No alla fine della pesca nel nostro territorio


No alla fine della pesca nel nostro territorio

Ho letto l’articolo intervista di Massimiliano Sardone, sul futuro della pesca a Civitavecchia e gli impegni che chiede la categoria ai candidati sindaci. Certamente sono da condividere le preoccupazioni per il settore che con competenza e anche un po’ di ironia, l’esperto ha illustrato. La Marineria è per Civitavecchia orgoglio e tradizione è parte fondamentale dell’economia di Civitavecchia.

Uno studio di lega Coop, “Studio di ricognizione e approfondimento sullo sviluppo delle attività legate alle risorse energetiche alternative (impianti eolici off-shore) e delle interazioni con le attività di pesca e acquacoltura”, realizzato dal Consorzio Mediterraneo, struttura di ricerca aderente a Legacoop Agroalimentare. Ha evidenziato come la costruzione dei 67 impianti eolici off-shore progettati nei mari italiani al 2021, (oggi le domande sono arrivate ad essere 139), con le geolocalizzazioni attualmente previste, sottrarrebbe una superficie di circa 13.000 Km quadrati alle attività di pesca professionale, in particolare lo strascico, e di maricoltura, con inevitabili ripercussioni sulla loro sostenibilità economica, in relazione ai volumi del pescato e all’occupazione, producendo effetti particolarmente pesanti per le marinerie. Relativamente all’impatto occupazionale, si stima una perdita di oltre 4.000 addetti e nel Lazio (-200) posti di lavoro.

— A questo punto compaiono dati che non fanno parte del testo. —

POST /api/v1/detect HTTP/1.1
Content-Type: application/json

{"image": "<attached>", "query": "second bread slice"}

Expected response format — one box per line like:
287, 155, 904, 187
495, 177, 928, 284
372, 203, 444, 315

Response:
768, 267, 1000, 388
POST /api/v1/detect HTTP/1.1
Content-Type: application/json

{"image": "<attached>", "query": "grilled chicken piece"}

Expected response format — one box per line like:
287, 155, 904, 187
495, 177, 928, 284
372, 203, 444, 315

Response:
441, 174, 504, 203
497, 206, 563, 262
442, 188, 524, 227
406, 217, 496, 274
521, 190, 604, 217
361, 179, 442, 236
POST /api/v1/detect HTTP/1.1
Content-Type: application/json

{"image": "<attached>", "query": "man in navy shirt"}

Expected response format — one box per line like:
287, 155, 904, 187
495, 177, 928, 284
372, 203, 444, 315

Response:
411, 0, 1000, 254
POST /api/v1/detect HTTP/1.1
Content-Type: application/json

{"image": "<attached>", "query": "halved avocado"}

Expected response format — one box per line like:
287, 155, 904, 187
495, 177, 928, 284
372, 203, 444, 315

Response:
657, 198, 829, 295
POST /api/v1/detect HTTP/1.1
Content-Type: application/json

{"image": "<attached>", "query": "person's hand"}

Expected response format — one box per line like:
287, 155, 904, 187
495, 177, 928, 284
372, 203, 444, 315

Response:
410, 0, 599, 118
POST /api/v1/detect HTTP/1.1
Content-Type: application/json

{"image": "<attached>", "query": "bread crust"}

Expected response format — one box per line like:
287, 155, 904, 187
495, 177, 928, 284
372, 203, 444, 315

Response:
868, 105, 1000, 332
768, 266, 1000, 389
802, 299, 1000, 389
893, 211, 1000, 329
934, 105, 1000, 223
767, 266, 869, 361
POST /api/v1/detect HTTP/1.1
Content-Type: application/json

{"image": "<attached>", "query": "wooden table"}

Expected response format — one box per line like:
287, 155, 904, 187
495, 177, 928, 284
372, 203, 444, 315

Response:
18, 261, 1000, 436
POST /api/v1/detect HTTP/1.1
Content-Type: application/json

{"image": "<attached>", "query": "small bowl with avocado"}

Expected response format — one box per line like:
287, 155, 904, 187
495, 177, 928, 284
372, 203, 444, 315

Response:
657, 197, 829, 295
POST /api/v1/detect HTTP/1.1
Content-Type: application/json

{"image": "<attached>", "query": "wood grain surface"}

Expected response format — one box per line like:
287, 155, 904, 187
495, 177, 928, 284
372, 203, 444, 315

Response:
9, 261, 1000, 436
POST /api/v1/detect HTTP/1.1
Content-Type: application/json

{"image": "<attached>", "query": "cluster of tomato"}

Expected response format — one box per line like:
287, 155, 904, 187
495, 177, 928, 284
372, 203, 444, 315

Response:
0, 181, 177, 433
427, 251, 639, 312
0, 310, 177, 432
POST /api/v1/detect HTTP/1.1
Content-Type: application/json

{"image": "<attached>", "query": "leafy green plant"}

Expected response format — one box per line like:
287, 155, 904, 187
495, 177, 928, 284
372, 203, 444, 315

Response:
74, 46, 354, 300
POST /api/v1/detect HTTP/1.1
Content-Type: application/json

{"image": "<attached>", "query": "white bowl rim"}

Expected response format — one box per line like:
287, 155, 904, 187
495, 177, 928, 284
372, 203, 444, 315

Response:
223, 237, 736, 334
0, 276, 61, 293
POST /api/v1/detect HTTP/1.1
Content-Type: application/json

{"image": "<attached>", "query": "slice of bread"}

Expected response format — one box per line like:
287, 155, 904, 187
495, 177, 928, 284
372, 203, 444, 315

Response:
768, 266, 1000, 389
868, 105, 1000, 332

TRATTO MARE OCCUPATO PROGETTO Thyrrenian Sovrapposizione istanze presentate dagli 8 progetti – Fonte Capitaneria di Porto

Al largo di Civitavecchia sono 8 i progetti presentati. Qualora si prendesse la sciagurata decisione di regalare il nostro mare a i fondi speculativi del nord Europa, le marinerie di Civitavecchia, dopo secoli di attività e tradizione, scomparirebbe e con essa tutto l’indotto di commercio e ristorazione che dà lavoro a centinaia di persone. Com’è possibile non tutelare un valore peculiare del nostro territorio come quello rappresentato dalla pesca.

Negli ultimi anni abbiamo assistito a una vera e propria Fiera della banalità e del pressapochismo nell’affrontare un tema così delicato e vitale. L’ipotesi eolico off shore floating è stato sbandierato come la soluzione a tutti i problemi da parte dei sindacati, rappresentanti istituzionali, associazioni datoriali e un classe politica locale e regionale, evidentemente impreparata e a corto di idee. Sono andati tutti dietro a chi prometteva migliaia posti di lavoro, senza accorgersi di essere stati presi per i fondelli. Si è passati da migliaia di posti di lavoro al massimo di 35 posti, dichiarati dai proponenti nei documenti ufficiali presentati per le autorizzazioni, (comunque molto lontane da essere accolte), nel silenzio più totale.

Stiamo parlando di una energia che costerebbe quattro volte l’eolico onshore e tre volte il fotovoltaico. Siamo disposti come italiani a pagare di più l’energia? La politica, almeno in Italia, arriva sempre tardi sulle questioni importanti. Perché nel resto del mondo stiamo assistendo al ritiro da parte degli investitori degli investimenti su questa tecnologia che è considerata economicamente e tecnologicamente immatura. A Civitavecchia, ai nostri“politici”, di quello che accade nel resto del mondo non interessa, anzi in questo territorio hanno legato il Phase out dal carbone all’eolico off shore floating. Senza contare che nel mediterraneo prima di cinque- sette anni non sarà possibile realizzare una sola pala. Non c’è neanche la normativa (sic!).